The problem is that the parser can't tell what ( IDENTIFIER ) is until it sees the next token. So all we need to do is make it unnecessary for the parser to perform a unit reduction on that particular IDENTIFIER. To do that, we can create a redundant non-terminal and add productions which use it:
```
parenthesized_id: "(" IDENTIFIER ")"
expr_primary: parenthesized_id
expr_function: parenthesized_id "->" block
             | parenthesized_id "->" expr_function
```
That's the easy part, and in a certain sense it's all that is needed (at least, in this case). If you add those rules to your grammar, bison will report that you now have two shift-reduce conflicts and a reduce-reduce conflict, but that's a bit misleading since the reduce-reduce conflict is in the same state as one of the shift-reduce conflicts, and involves the same potential reductions. What we want in the conflict states is for the parser to not perform any possible reduction, preferring to shift the ) in order to later reduce a parenthesized_id. And that's what bison (or yacc, for that matter) will do by default; in the absence of any precedence declarations, it resolves conflicts in favour of the shift, on the basis that shifting is often the right answer. But it still reports the conflicts; if you want to suppress the warnings, you can add a slightly hacky precedence declaration which does the same thing (prefer shifting ")" to reducing a production ending with IDENTIFIER, if both actions are possible):
```
%precedence IDENTIFIER
%precedence ")"
```
If you really wanted to, you could work out how to rewrite the rules for parentheses so that neither expr_function nor expr_term can produce "(" IDENTIFIER ")", thereby proving (at least for this LALR(2) grammar) that there is an LALR(1) grammar which covers the same language. It's not pretty but it's certainly feasible. You can see an example, very similar to your grammar, in this answer from 2013.
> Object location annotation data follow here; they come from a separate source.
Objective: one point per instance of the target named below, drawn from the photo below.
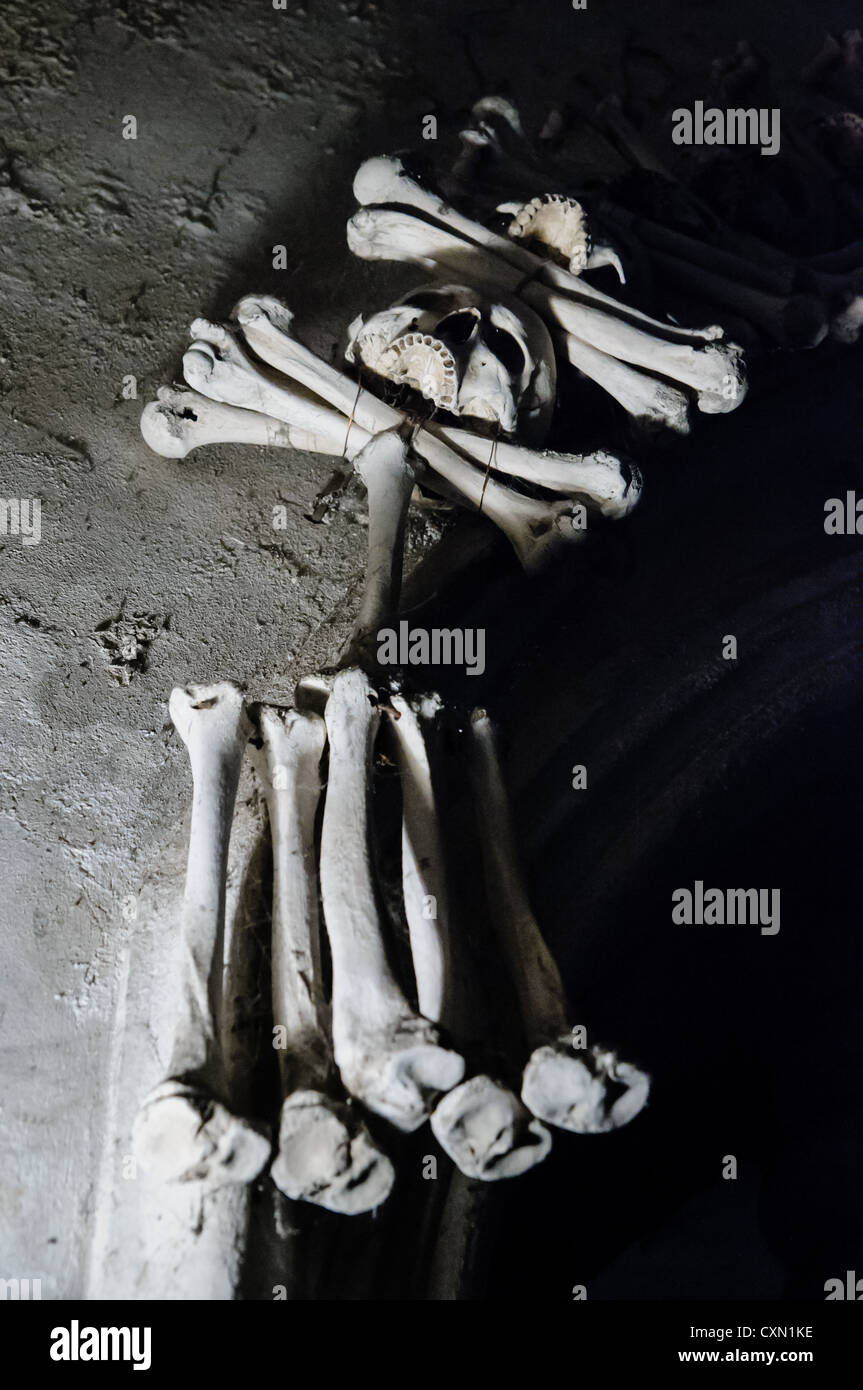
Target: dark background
(741, 773)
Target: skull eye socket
(425, 299)
(506, 349)
(460, 327)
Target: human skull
(487, 359)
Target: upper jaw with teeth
(628, 352)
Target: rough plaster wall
(250, 124)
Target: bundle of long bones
(366, 1050)
(366, 1047)
(535, 496)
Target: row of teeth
(525, 217)
(445, 389)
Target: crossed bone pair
(648, 366)
(388, 1055)
(311, 410)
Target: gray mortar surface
(250, 123)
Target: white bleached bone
(613, 487)
(488, 359)
(582, 1090)
(562, 225)
(652, 403)
(181, 420)
(218, 369)
(325, 1153)
(388, 1057)
(185, 1129)
(532, 527)
(384, 180)
(712, 369)
(385, 469)
(481, 1125)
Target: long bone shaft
(585, 1091)
(482, 1126)
(653, 403)
(382, 180)
(388, 1055)
(387, 471)
(532, 527)
(184, 1129)
(267, 328)
(712, 369)
(182, 420)
(325, 1153)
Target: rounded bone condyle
(469, 355)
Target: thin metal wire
(356, 401)
(489, 464)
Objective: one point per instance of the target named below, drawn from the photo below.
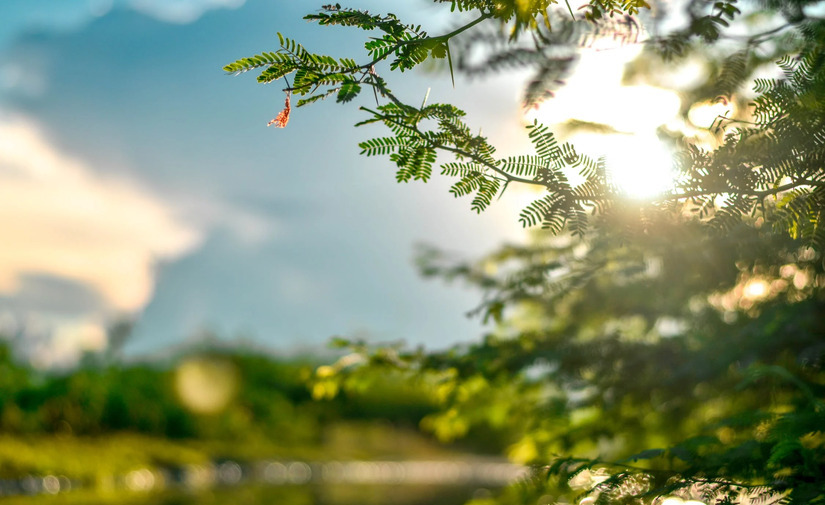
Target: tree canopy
(671, 348)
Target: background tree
(674, 347)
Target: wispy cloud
(58, 218)
(181, 11)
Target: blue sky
(138, 180)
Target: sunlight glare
(640, 166)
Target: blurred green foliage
(102, 420)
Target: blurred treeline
(104, 418)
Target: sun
(640, 166)
(625, 120)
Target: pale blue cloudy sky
(137, 179)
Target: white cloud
(58, 218)
(181, 11)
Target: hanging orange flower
(282, 118)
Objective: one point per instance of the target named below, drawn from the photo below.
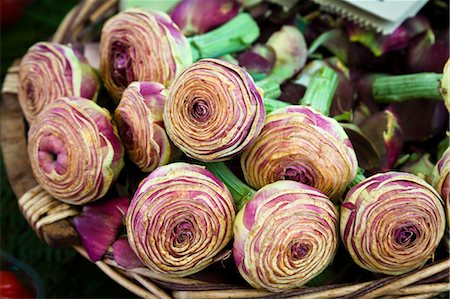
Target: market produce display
(284, 234)
(49, 71)
(179, 219)
(139, 117)
(340, 133)
(75, 150)
(213, 111)
(392, 222)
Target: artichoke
(392, 222)
(49, 71)
(141, 45)
(180, 217)
(286, 235)
(199, 16)
(140, 123)
(75, 151)
(213, 110)
(99, 223)
(297, 143)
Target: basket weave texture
(50, 218)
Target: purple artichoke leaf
(366, 152)
(124, 255)
(198, 16)
(442, 147)
(433, 118)
(99, 223)
(420, 164)
(92, 53)
(258, 11)
(291, 92)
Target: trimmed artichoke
(290, 51)
(297, 143)
(392, 222)
(49, 71)
(141, 45)
(140, 123)
(213, 111)
(199, 16)
(179, 219)
(286, 235)
(99, 223)
(75, 150)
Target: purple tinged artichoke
(179, 219)
(75, 150)
(258, 60)
(290, 52)
(213, 111)
(124, 255)
(286, 235)
(139, 118)
(198, 16)
(300, 144)
(49, 71)
(392, 222)
(141, 45)
(99, 223)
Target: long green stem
(235, 35)
(241, 192)
(320, 91)
(388, 89)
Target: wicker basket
(50, 218)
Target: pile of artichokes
(204, 139)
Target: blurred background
(64, 273)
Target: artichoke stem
(358, 178)
(320, 91)
(388, 89)
(240, 192)
(228, 38)
(270, 87)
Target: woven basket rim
(140, 281)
With this solution, you can produce a parser which you know is not ambiguous. But you should still test, to make sure that the conflict resolution (or the complicated additional rules) actually parse the language you're interested in parsing.
Finally, there is the old school version (actually used by various bison/yacc grammar parsers to deal with the conflict caused by the optionality of the semicolon in a production rule): get rid of the two-token lookahead by combining the two tokens in the lexer. In other words, add to your lexer something like:
```
[)][[:space:]]*->   return CLOSE_ARROW;
```
and then change the various productions for the lambda syntax by substituting ')' with CLOSE_ARROW. As written, that pattern doesn't allow the user to put comments between the close parenthesis and the arrow, but that shouldn't be too much of a problem. The bison lexer uses a more complicated strategy, which in this case would be to always buffer ) and continue the scan; if it turns out that the next token to be returned (i.e. neither whitespace nor comment) is ->, then the combined token can be returned; otherwise, the two tokens —) and whatever followed it — need to be returned separately.